In this study, we investigated the role of the host cellular clock during infection by Staphylococcus aureus, a highly drug-resistant, facultatively intracellular human pathogen. Our findings revealed that S. aureus invasion into epithelial cells is dependent on the cellular circadian phase. Interestingly, in BMAL1, an essential clock protein, deficient cells bacterial uptake was significantly higher compared to parental A549 cells. RNA sequencing of BMAL1 knockdown (KD) cells showed a significant upregulation of GP340, coding for the receptor of SraP, an S. aureus adhesin. An S. aureus mutant lacking SraP did not exhibit a circadian rhythm of uptake into A549 cells nor an increased uptake into BMAL1 KD compared to the parental A549 cells. Of note, bacterial mutants for other adhesins continued to show a rhythmic and higher uptake in BMAL1 KD cells.

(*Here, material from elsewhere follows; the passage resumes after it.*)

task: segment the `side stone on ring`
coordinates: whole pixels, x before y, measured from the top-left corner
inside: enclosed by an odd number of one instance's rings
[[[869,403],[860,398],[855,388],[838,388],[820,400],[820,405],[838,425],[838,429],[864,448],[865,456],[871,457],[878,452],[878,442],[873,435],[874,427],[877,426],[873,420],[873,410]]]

Hence, we report that S. aureus invasion of epithelial cells is clock-modulated and mediated through S. aureus SraP, suggesting potential for host clock-directed therapy against this pathogen.

Cationic antimicrobial copolymers reveal immunomodulatory properties in LPS stimulated macrophages in vitro

Wed, 09 Apr 2025 18:41:00 GMT

Great collaboration with Seb Perrier's group characterising the anti-inflammatory properties of anti-microbial polymers led by Sophie Laroque.

Antimicrobial polymers, which have emerged as a promising alternative to antibiotics in the fight against antimicrobial resistance, are based on the design of cationic host defence peptides (CHDPs). Being a part of the mammalian innate immune system, CHDPs possess both antimicrobial and immunoregulatory effects to manage bacterial infections. However, the immunomodulatory effects of antimicrobial polymers remain largely unexplored. Within this work, a library of 15 copolymers were synthesised by reversible addition-fragmentation chain transfer (RAFT) polymerisation and their abilities to modulate pro-inflammatory pathways in LPS-activated murine and human macrophages were investigated. We found that two diblock copolymers with cationic units copolymerised with either apolar or hydrophilic comonomers appeared to have anti-inflammatory activity through suppression of the activation of the NF-κB signalling pathway, scavenging of reactive oxygen species and reduced production of the pro-inflammatory cytokine IL-6. Furthermore, the cationic-apolar copolymer exhibits
significant antimicrobial activity against P. aeruginosa. Thus, this promising copolymer holds potential as a dual-action therapeutic, effectively combating bacterial infections while curbing prolonged inflammation and thereby preventing sepsis at the site of infection.